Da sua existência histórica, enquanto órgão consultivo, ficam muitas lições que deixou sobre as formas possíveis de viver uma ideia, ou uma lei - e a vivência, pela vontade das pessoas é o mais importante, porque é com elas que se ganha, se transforma, ou se perde um projecto.
A igualdade de tratamento entre os portugueses residentes no país e no estrangeiro passa por direitos políticos, culturais e sociais, reconhecidos a nível individual, mas passa, também, pela igualdade de tratamento das organizações em que prosseguem os seus fins colectivos - sobretudo os de entreajuda e solidariedade e os de preservação das suas tradições e da sua língua.
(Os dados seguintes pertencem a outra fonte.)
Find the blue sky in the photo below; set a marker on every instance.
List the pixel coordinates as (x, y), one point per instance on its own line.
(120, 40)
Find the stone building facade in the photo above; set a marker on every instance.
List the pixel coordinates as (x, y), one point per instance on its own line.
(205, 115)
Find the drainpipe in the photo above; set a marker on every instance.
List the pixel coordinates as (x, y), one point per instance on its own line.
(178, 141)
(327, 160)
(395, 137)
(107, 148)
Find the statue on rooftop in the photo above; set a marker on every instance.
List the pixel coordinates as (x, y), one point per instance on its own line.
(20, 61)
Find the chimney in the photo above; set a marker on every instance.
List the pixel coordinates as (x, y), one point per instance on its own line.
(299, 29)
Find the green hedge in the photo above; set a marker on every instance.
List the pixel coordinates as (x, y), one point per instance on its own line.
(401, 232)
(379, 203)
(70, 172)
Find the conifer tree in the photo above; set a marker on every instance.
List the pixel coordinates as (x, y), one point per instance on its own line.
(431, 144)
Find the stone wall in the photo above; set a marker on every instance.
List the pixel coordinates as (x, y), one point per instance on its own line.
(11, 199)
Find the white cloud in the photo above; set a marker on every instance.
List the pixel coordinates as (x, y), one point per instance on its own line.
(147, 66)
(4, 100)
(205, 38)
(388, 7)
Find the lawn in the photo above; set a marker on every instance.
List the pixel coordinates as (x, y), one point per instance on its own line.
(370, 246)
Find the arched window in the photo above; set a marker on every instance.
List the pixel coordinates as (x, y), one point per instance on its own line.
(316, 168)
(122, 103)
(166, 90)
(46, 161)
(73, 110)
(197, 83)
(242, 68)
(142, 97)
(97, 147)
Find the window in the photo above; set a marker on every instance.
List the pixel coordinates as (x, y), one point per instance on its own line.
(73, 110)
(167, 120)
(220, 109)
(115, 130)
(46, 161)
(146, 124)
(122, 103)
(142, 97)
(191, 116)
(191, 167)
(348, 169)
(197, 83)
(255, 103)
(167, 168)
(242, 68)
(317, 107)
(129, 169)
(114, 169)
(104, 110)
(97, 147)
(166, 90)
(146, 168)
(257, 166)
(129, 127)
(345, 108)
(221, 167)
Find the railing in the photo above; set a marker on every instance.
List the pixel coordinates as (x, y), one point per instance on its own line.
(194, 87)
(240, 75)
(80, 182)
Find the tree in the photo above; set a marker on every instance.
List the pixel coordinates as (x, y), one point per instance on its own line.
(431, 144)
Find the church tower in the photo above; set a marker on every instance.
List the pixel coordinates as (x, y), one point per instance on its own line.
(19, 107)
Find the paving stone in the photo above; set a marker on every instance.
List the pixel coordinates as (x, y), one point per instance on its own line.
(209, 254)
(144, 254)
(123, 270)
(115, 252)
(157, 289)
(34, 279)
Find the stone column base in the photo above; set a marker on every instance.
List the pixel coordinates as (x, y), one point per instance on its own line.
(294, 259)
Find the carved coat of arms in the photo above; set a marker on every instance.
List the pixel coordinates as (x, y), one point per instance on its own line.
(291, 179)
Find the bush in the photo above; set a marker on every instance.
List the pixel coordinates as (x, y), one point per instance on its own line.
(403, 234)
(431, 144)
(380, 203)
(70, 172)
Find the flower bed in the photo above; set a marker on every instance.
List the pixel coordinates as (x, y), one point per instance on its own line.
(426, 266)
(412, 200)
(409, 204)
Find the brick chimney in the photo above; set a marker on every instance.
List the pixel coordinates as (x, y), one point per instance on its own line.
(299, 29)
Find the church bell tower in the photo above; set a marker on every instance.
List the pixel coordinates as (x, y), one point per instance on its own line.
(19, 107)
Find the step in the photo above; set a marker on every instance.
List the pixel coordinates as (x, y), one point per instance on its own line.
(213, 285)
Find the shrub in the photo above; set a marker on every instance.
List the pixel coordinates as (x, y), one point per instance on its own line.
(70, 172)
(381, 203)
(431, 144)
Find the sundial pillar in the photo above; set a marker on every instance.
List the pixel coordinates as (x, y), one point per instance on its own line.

Ao CCP, a SECP apresentava, anualmente, muito antes que isso se tivesse tornado prática, o seu programa de actividades, o "programa cultural", decalcado ou inspirado nos programas das associações e suas propostas de apoio e colaboração, assim como o orçamento de suporte dessas acções. Por outro lado, o secretário do CCP, que era um alto funcionário do MNE, apresentava um relatório sobre as anteriores recomendações do Conselho, com a justificação das razões de atrasos ou impossibilidade de cumprimento. Em 1987, foi criada uma Comissão Interministerial, que tinha, entre as suas competências a de preparar a reunião anual do CCP, com resposta de cada departamento às recomendações recebidas ou das consultas a formular. E em preparação estava, para consulta, a criação, na órbita do CCP, de várias Conferências especializadas (Ensino, Assuntos Económicos, Juventude, Participação Cívica das Mulheres)...
Esquemas que, com a queda desse governo, minoritário, e a sua substituição por outro, do mesmo Primeiro -Ministro, com uma confortável maioria, se perderiam todos, inesperadamente, como o próprio CCP.